Soyoung L. Kim’s GHOST ROOTS Reimagines an Ancient Korean Dance for the Screen

The artist’s new performance film offers a modern retelling of a traditional art form while investigating identity, solidarity, connection, and community.

Profile by Elisa Rowe

Fernadina Chan and Soyoung L. Kim perform in front of a full moon set against a dark sky.

Fernadina Chan (left) and Soyoung L. Kim (right) performing GHOST ROOTS: A New 강강술래 Ganggangsullae (2022). Photo by Albert Wong. Courtesy of the artist.

Whether you’ve admired her mural of waves and sea foam outside of Penang Malaysian Cuisine downtown, viewed her collaborative piece in Boston, or caught one of her installations or lectures at various institutions, Soyoung L. Kim’s dynamic, multimodal projects have been an integral part of the city’s art scene for years.

In the past, Kim’s work has involved painting, performance, sculpture, stop-motion animation, and writing. A member of the Korean diaspora—a self-identified 교포 Gyopo—she was raised in Nairobi, Kenya, by parents who lived under Japanese occupation in Korea. Growing up, she was taught history from a colonizer’s perspective at a British school, and this, in tandem with her parents’ stories and her move to the United States, made Kim begin to reflect on power, race, and colonization from a young age.

I sat down with Kim to discuss her newest project, a sixteen-minute film titled GHOST ROOTS: A New 강강술래 Ganggangsullae, which will be presented as part of a site-specific installation at Pao Arts Center September 22 through December 3. This three-act piece, a collaboration with dancer and choreographer Fernadina Chan, incorporates dance, narrative, and visual art. Based on the ancient Korean dance traditionally performed by women under the largest full moon of the year, the film is a modern retelling inspired by images of women dancing that filled Kim’s head during the pandemic.

Soyoung L. Kim in her studio. Photo by Mel Taing. Courtesy of the artist.

For Kim, “[the idea] kept coming up,” she shared, but the vision quickly evolved from something for her personal practice into an offering for her community. “With all of the violence towards Asian elders and Asian women,” Kim explained, “I wanted to create this space where people could come and feel safe and also to care for one another and to heal and to celebrate as well.”

GHOST ROOTS begins with Kim standing in front of a black background wearing a bright white shirt. In direct address, she explains the origins of Ganggangsullae, stressing its context, that this festival was about women telling their stories in “a hierarchical, male-dominated society.” When we spoke, she told me, “It was a moment in the community where women could come out and play. There is a woman who is singing and the women in the community are dancing to her singing. She is singing about their lives but she is also singing about sad things too as well as funny and celebratory things. And that is mixed in there too because that is life.”

After Kim links the historic dance to the present context of anti-Asian hate and violence in the United States she previews the three acts. During transitions, Kim’s voice and black painted words tell us “Our lands don’t forget, our bodies don’t forget,강강술래.” Instruments screech and the screen fades.

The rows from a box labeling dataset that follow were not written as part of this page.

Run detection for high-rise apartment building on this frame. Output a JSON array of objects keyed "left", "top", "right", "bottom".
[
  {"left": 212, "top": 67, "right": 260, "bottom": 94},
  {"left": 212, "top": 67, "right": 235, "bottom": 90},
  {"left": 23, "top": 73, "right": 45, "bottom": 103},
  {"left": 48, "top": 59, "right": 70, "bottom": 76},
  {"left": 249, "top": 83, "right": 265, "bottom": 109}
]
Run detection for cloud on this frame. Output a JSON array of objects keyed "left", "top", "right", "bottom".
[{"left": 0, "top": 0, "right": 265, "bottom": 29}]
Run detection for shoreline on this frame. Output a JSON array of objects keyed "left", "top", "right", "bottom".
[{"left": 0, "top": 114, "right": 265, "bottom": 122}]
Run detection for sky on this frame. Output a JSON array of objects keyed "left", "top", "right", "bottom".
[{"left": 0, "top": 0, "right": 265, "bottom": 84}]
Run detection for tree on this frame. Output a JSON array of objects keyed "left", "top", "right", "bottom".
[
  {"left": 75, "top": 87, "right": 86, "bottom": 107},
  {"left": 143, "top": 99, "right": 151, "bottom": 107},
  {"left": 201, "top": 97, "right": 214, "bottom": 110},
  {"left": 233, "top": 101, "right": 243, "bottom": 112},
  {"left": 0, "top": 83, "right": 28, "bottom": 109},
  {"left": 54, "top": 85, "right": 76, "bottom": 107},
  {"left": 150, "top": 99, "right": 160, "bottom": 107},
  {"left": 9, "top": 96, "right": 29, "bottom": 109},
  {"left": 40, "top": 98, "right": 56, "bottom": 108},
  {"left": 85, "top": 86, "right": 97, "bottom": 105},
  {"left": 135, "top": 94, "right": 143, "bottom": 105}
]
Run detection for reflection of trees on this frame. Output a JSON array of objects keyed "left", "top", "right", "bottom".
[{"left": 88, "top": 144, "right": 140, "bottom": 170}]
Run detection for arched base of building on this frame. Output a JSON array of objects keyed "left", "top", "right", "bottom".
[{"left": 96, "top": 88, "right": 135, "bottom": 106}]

Act one begins and Chan now stands in a white shirt against a black background, looking into the camera.

Fernadina Chan (left) and Soyoung L. Kim (right) performing GHOST ROOTS: A New 강강술래 Ganggangsullae (2022). Photo by Albert Wong. Courtesy of the artist.

The first segment of the film is about storytelling, feeling almost like an introduction. Through individual personal narratives, told to the camera, both women touch upon the themes of identity, history, connection, and family in local and global contexts. Chan’s looks at Japanese colonization, family stories, and exploitative Chinese labor in North and South America.

Kim’s portion, act two, makes use of descriptive metaphors, alluding to the Korean war and partition as well as intergenerational connections, “the echoes of my ancestors’ voices inside me,” she says, “their memories giving birth to my memories, flowing waves carrying me forward.” Some parts of the narratives feature mixed media, such as pictures of family and animated paintings of trees and roots climbing up the screen.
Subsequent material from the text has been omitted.